Öte yandan Memişoğlu Grup bünyesinde 100 bin metrekare alan üzerinde faaliyetlerini sürdüren TATLOG Lojistik Merkezi’nde ise lisanslı depoculuk sistemine ilişkin çalışmalarının da olduğunu dile getiren Veysel Memiş, 2020 yılı içinde lisanslı depoculuğa geçeceklerini belirtti. TATLOG’un şu anda Mersin’in en büyük parsiyel depolama hizmeti veren firmalarından biri olduğunu vurgulayan Memiş, “Bugün itibarıyla -18 dereceden + 18 dereceye kadar çift rejimli çalışan 9 bin ton kapasiteli 14 adet soğuk hava deposuna sahibiz. Ayrıca 25 bin metrekare kapalı alan üzerinde hem raflı hem de rafsız depolama alanlarının yanı sıra 40 bin ton kapasiteli sekiz adet silo, teknolojik güçlü altyapı, kara ve deniz nakliye desteği ile müşterilerimize kapsamlı bir hizmet sağlıyoruz” diye konuştu. Memiş, merkez depolarında 33 adet indirme ve yükleme rampası ile aynı anda 33 araca hizmet verme kapasitesine sahip oldukları bilgisini verdi.

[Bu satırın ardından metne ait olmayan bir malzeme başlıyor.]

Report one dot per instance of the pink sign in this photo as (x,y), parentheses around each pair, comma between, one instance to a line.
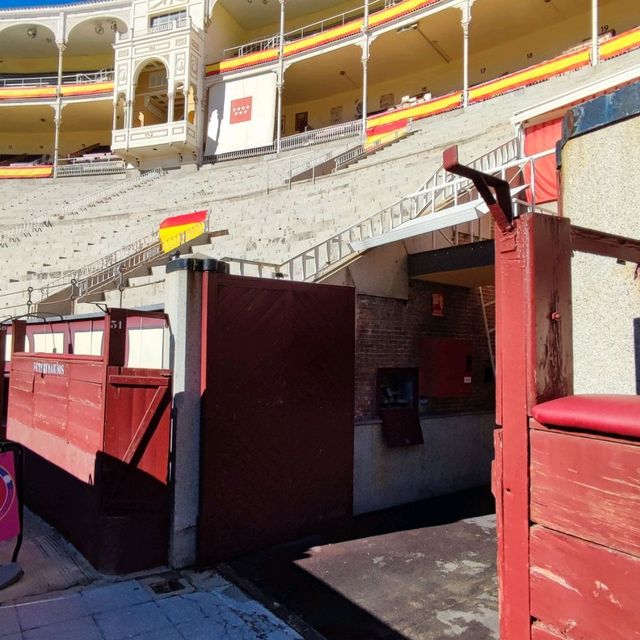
(9,517)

"İhracatta 100 milyon dolarlık yıl sonu hedefimizi geçtik"

Pirinç, bulgur, nohut, mercimek ve fasulye olmak üzere beş ana baklagiller grubu ve yan ürünleri ile Orta Doğu, Avrupa, Kuzey ve Güney Afrika, Orta ve Güneydoğu Asya’dan 82 ülkeye ürün gönderdiklerini belirten Veysel Memiş, 2019 yılında toplam satışlarda yüzde 40’lık bir büyüme oranı yakaladıklarını ifade etti. Memiş, “Bu yılın sonunda ihracatımızın yaklaşık 100 milyon dolar seviyesinde gerçekleşmesini bekliyoruz. Ayrıca yıl başında belirlediğimiz 350 bin ton üretim hedefini geçtik” diye konuştu.